Selbstmord ist allerdings ausgeschlossen. Jimi Hendrix hatte große Pläne. Aber er war schon lange nicht mehr von dieser Welt. Theweleit: "Mit dem, was er machte, war er zu weit von seiner eigenen Generation entfernt. Er hat nicht umsonst von sich gesagt: 'I'm from Mars'. Er kam aus einer Alien-Kultur, in der seine schwarze Geschichte drin ist, seine indianische, die Hippiekultur und schließlich das musikalische Ausbrechen - das machte ihn tatsächlich 'far out'." Und das haben auch andere so empfunden: Diese Lebensweise, so Theweleits These, habe an einen Punkt geführt, der für andere nicht mehr nachvollziehbar und fast nicht mehr aushaltbar war. So sei Jimi Hendrix' Tod nicht nur das erschütternde frühe Ende eines kurzen Musikerlebens und Idols gewesen, sondern habe bei vielen insgeheim eine Art Erleichterung hervorgerufen - da sei ein uneinholbares Überwesen gegangen, dem man nicht mehr nacheifern müsse.

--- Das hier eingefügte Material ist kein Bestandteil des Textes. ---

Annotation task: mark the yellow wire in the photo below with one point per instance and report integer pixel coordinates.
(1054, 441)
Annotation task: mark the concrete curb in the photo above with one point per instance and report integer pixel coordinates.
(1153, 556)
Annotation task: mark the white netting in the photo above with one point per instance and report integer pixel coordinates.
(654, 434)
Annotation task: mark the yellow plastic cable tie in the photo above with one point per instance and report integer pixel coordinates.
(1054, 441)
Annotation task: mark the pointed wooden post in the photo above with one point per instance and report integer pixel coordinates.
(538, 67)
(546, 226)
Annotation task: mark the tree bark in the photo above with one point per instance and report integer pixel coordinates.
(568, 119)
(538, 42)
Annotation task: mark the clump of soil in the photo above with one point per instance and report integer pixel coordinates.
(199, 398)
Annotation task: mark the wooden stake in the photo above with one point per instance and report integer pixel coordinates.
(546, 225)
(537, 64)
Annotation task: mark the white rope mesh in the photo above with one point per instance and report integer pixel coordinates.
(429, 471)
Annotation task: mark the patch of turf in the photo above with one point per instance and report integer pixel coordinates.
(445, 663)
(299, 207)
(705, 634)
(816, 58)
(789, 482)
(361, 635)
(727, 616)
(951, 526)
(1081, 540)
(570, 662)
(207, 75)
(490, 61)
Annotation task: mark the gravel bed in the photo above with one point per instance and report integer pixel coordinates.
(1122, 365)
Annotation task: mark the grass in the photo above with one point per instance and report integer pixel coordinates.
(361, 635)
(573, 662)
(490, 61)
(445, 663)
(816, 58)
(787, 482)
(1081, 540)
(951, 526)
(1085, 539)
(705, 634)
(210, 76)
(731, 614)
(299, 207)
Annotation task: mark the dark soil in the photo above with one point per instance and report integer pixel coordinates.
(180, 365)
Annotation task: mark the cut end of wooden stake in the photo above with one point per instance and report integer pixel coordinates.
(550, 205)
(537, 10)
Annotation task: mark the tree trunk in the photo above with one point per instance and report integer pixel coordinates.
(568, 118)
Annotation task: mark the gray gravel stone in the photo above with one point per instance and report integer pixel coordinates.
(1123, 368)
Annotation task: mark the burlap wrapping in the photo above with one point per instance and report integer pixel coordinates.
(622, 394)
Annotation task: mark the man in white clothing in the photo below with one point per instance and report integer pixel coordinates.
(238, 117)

Klaus Theweleit ist Schriftsteller, Kunsttheoretiker und Literaturwissenschaftler. Sich selbst nennt er "Geschichtsdetektiv". In seinen Büchern beschäftigt er sich mit vielen gesellschaftlichen Aspekten - vom Fußball über Comics, Männerwelten bis hin zu Amokläufern und deren Beweggründe. Das Buch "Jimi Hendrix. Eine Biographie" ist 2008 erschienen; er hat es zusammen mit dem österreichischen Autoren Rainer Höltschl geschrieben.

Dieser Artikel wurde anlässlich Jimi Hendrix' 80. Geburtstag aktualisiert.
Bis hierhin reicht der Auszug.